The oracle then targets the top of the system: “the prince of Israel” is called wicked and described as mortally wounded, with his “day” arriving at the final point of accumulated wrongdoing (v.25). God’s command to remove the mitre/turban and the crown signals a stripping of recognized status and authority (v.26). The repeated “overturn” stresses ongoing dismantling of the current order (v.27; overturn).
Where interpretation differs
Who is “the prince of Israel” (v.25)? Some read this as the last king in Jerusalem before the fall (a direct historical target). Others take it more broadly as the ruling leadership in Jerusalem embodied in its chief ruler, even if one individual is in view.
What does removing “mitre” and “crown” mean (v.26)? Many take this as removing both royal and priestly symbols, pointing to a collapse of the whole religious-political establishment. Others read the two items as a single picture of the ruler’s authority being stripped, without making a strong claim about priesthood specifically.
Who is “he whose right it is” (v.27)? Some understand this as a future rightful ruler beyond the immediate crisis, implying a later restoration of legitimate kingship. Others read it as the moment when God grants rule to the next authorized power-holder in history, without specifying a far-off figure.
Why the disagreement exists
The passage uses concentrated symbols (“mitre,” “crown”) and an open-ended phrase (“until he come whose right it is”). It also shifts quickly from national guilt (v.24) to a single ruler (v.25) to the whole political-religious order (vv.26–27). Those features leave room for readers to ask how narrowly or broadly each image should be tied to a particular person, office, or later horizon.

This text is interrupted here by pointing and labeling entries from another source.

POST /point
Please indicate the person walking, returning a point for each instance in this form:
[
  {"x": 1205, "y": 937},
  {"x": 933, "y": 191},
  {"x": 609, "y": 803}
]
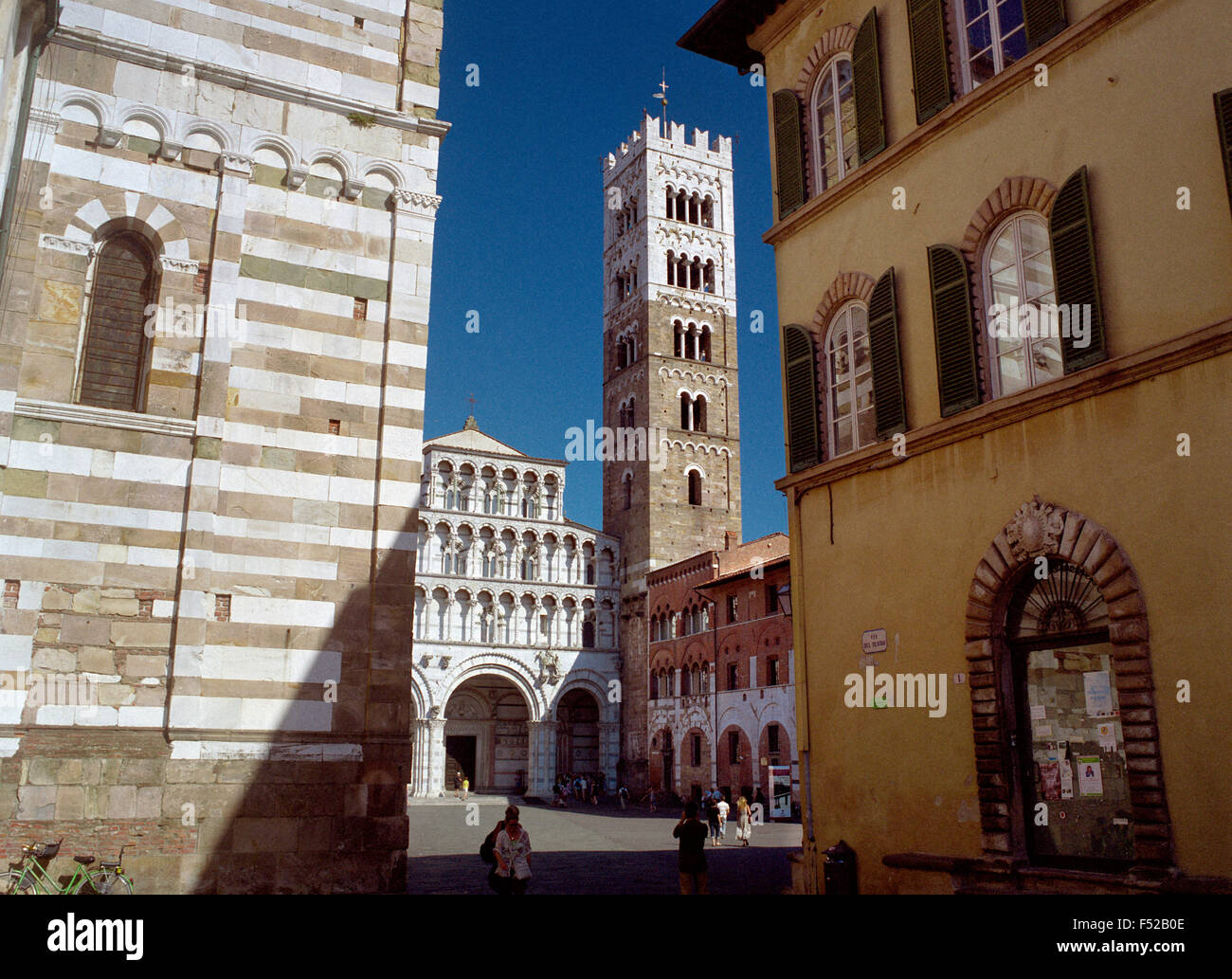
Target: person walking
[
  {"x": 743, "y": 821},
  {"x": 691, "y": 859},
  {"x": 513, "y": 851},
  {"x": 713, "y": 818}
]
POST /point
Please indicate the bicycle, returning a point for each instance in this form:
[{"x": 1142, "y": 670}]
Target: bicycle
[{"x": 31, "y": 877}]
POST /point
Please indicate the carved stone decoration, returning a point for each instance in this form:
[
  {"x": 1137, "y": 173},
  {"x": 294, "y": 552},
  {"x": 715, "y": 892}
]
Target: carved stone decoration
[
  {"x": 550, "y": 667},
  {"x": 1035, "y": 530},
  {"x": 65, "y": 244}
]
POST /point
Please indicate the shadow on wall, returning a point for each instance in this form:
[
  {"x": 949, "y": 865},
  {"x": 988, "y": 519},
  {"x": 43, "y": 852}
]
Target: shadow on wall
[{"x": 323, "y": 813}]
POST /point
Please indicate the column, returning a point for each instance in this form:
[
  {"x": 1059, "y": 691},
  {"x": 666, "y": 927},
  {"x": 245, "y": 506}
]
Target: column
[
  {"x": 427, "y": 759},
  {"x": 608, "y": 752},
  {"x": 541, "y": 757}
]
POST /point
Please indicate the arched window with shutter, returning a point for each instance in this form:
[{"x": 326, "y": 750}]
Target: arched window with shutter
[
  {"x": 800, "y": 385},
  {"x": 832, "y": 116},
  {"x": 952, "y": 321},
  {"x": 788, "y": 152},
  {"x": 115, "y": 362}
]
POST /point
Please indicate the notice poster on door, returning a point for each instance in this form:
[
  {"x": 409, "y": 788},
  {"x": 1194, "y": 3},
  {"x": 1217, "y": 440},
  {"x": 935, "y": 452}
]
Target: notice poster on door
[
  {"x": 1050, "y": 781},
  {"x": 1067, "y": 780},
  {"x": 1091, "y": 778},
  {"x": 780, "y": 790},
  {"x": 1099, "y": 694}
]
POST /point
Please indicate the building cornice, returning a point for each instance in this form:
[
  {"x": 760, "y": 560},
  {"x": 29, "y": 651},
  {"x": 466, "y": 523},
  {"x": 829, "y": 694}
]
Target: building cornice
[
  {"x": 82, "y": 38},
  {"x": 1170, "y": 354},
  {"x": 964, "y": 108}
]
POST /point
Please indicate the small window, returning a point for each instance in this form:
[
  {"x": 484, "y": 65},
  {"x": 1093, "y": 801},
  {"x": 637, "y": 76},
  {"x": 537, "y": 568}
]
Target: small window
[
  {"x": 694, "y": 488},
  {"x": 993, "y": 36}
]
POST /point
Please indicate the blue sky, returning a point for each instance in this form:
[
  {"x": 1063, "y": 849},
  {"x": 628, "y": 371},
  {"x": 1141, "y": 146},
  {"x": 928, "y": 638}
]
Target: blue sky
[{"x": 518, "y": 235}]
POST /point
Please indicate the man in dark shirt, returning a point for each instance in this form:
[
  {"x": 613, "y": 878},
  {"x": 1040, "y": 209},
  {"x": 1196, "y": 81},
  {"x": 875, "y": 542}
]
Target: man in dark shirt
[{"x": 693, "y": 851}]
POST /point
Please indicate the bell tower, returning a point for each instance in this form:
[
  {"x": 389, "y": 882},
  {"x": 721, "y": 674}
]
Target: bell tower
[{"x": 669, "y": 373}]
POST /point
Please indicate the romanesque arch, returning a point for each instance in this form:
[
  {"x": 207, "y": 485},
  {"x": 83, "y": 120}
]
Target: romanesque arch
[{"x": 1050, "y": 531}]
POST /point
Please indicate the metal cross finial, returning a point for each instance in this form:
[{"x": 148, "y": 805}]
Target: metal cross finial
[{"x": 661, "y": 95}]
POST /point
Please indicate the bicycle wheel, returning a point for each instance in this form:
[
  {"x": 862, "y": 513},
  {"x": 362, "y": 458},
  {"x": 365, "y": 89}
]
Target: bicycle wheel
[
  {"x": 100, "y": 881},
  {"x": 13, "y": 881}
]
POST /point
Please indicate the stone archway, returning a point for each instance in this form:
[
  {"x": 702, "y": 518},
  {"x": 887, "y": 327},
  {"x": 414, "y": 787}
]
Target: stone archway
[
  {"x": 1045, "y": 530},
  {"x": 487, "y": 734}
]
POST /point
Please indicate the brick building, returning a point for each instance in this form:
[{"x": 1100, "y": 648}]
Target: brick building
[
  {"x": 214, "y": 325},
  {"x": 719, "y": 687}
]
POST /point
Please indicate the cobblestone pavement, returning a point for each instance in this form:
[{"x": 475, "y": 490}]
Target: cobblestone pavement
[{"x": 591, "y": 850}]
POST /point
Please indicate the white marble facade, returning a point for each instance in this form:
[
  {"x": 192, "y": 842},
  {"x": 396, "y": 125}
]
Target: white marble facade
[{"x": 516, "y": 616}]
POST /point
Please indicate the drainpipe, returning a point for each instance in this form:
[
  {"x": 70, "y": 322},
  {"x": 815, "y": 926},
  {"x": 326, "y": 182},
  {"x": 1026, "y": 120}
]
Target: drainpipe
[{"x": 50, "y": 21}]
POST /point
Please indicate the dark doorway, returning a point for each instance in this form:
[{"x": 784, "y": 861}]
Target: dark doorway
[{"x": 460, "y": 757}]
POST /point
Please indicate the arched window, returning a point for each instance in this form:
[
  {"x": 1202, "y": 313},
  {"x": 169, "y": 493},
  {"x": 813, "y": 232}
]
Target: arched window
[
  {"x": 833, "y": 118},
  {"x": 116, "y": 358},
  {"x": 992, "y": 36},
  {"x": 1018, "y": 280},
  {"x": 853, "y": 422}
]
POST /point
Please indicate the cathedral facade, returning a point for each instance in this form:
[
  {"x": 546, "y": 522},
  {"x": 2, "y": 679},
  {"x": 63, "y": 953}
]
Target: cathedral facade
[
  {"x": 214, "y": 325},
  {"x": 516, "y": 678}
]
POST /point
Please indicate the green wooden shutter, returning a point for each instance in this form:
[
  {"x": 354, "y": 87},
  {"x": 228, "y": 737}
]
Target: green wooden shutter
[
  {"x": 870, "y": 115},
  {"x": 1073, "y": 263},
  {"x": 957, "y": 373},
  {"x": 801, "y": 394},
  {"x": 788, "y": 152},
  {"x": 887, "y": 365},
  {"x": 931, "y": 58},
  {"x": 1223, "y": 118},
  {"x": 1045, "y": 20}
]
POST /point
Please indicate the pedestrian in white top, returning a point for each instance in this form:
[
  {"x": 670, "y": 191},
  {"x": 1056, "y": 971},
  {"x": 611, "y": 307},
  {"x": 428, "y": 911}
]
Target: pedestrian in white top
[{"x": 513, "y": 850}]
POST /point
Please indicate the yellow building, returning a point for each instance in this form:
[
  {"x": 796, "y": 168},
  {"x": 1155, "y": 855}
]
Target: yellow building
[{"x": 1005, "y": 262}]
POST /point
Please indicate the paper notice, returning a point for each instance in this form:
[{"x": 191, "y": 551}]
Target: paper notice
[
  {"x": 1050, "y": 781},
  {"x": 1091, "y": 780},
  {"x": 1099, "y": 694}
]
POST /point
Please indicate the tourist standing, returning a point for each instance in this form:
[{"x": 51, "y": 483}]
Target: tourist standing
[
  {"x": 713, "y": 818},
  {"x": 513, "y": 851},
  {"x": 743, "y": 821},
  {"x": 691, "y": 860}
]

What this passage clearly contributes
Explicitly, the text links Judah’s downfall to exposed wrongdoing (v.24), announces the end of a wicked ruler (v.25), and depicts a decisive reversal in status and authority through the removal of key symbols (v.26). It also portrays the coming collapse as more than a one-time shake-up: the existing arrangement will be repeatedly overturned and will not stabilize again until authority is granted to the rightful claimant (v.27).